Monday, February 09, 2009

Reinvention or Extinction: The Gospel According to St. Gordon

By Richard Vedder

Gordon Gee is clearly one of the most interesting characters on the American higher education scene. Most persons in Columbus, Ohio think he walks on water and is in the process of taking Ohio State to "the next highest level" (heaven?), whatever that means. Gordon's popularity with university presidents is more mixed, however, and I know one or two prominent ones who think he is something of a charlatan/comedian more than a serious thinker about higher education today.

That said, President Gee (formerly of West Virginia University, the University of Colorado, Brown University, and Vanderbilt University) made a remarkable speech at the American Council of Education meetings last week, apparently receiving a standing ovation. And I must admit I really liked most of what Gee had to say.

Universities face "reinvention or extinction" we are told. Universities should not hunker down and beg for enough money to ride out this downturn (which they are doing as we speak with their lobbyists working overtime to get stimulus dollars), but start to rethink the way they do business. Maybe we should deep six academic departments, promote greater interdisciplinary learning, etc., Gee opines. Maybe we should get more serious about the integration of community colleges and four year universities, meaning more than silly little articulation agreements.

All for the good, rhetorically. Gordon is a great talker. But as president of Ohio State he has bloated the administrative staff, and sent top salaries through the roof (beginning, of course, with his own). He has not dared tax the athletic department that takes in well over $100 million a year to help pay for university operations, or bring it into the mainstream of the university as he did (or tried to do) at Vanderbilt. And merely changing the organization of faculty is a trivial change in light of the economics of universities and the problems they face in coming years. Where does technology and capital-labor substitution fit into the mix? How do we provide incentives to make universities more cost conscious? How do we change the "publish or perish" culture to make research more economically viable and less expensive and self-serving? Etc., etc., etc.

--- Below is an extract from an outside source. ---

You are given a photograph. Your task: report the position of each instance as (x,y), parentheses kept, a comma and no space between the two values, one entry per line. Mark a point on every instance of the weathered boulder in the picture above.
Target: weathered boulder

Nonetheless, it sounded like a rousing speech, and, knowing Gordon Gee, it was no doubt delivered with much flourish. Enough words, however; let's have some action.

4 comments:

capeman said...

"Universities should not hunker down and beg for enough money to ride out this downturn (which they are doing as we speak with their lobbyists working overtime to get stimulus dollars"

This is an absurd statement. Universities are not "begging for enough" to survive the current downturn. They are not in danger of "extinction". The amounts of stimulus money are peanuts compared to their overall budgets. They might as well get in on the goodies, if there is going to be a stimulus package. But they idea that they need this to survive is ridiculous.

Unknown said...

Did Gordon Gee **** your wife, Doc?

Seriously, you have a raging hard on for this guy. Gee (pun intended), I wonder what most prominent university presidents think of your "destroy the village in order to save it" prescription for public higher education?

Obviously most prominent university presidents--not to mention prominent deans of econ departments--never thought much of you or they would have hired you away from the academic backwaters of Athens, OH.

AGM said...

The fact is that those of us who work as administrators in America's colleges and universities have had our ethics hijacked. We continue to balance our budgets by admitting students into freshman classes with no chance of them ever graduating. The schools that do get them to graduate do so only by providing academic programs that provide knowledge and skills that prepare their graduates for careers as convenience store clerks. We then declare victory in the name of diversity.
Public money that could go to stimulating this economy is going to create graduate programs of no value so that America's worst faculty can sit in front of America's worst college students. In the end the money would be better spent paying them all to move rocks from one side of the campus to the other. At least they would all get exercise.
American higher education is addicted to spending and lying and we need to get on a 12 step program fast or we will water down the value of a college education to the point it is worthless.
We can blame the courts for Griggs v. Duke Power but had we not allowed community colleges to veer from their original mission of technical and continuing education and if we had not allowed 4 year schools to become 5 year schools so truck drivers and factory workers (both noble jobs)could be turned into speech communication majors the market would have found a better way to deal with the decision.
What is perhaps most tragic is the thousands of deserving students and faculty who are not receiving the attention or resources they deserve because in an attempt to stamp out elitism and adjust for wasteful spending the academy has become far less rigorous and more interested in "appearing good" than "doing good." Will the country really be better off by guaranteeing that everyone can go to college regardless of their intelligence?

capeman said...

AGM -- I don't know your work history, but it sounds like you need a new position fast -- otherwise the guilt is going to get to you.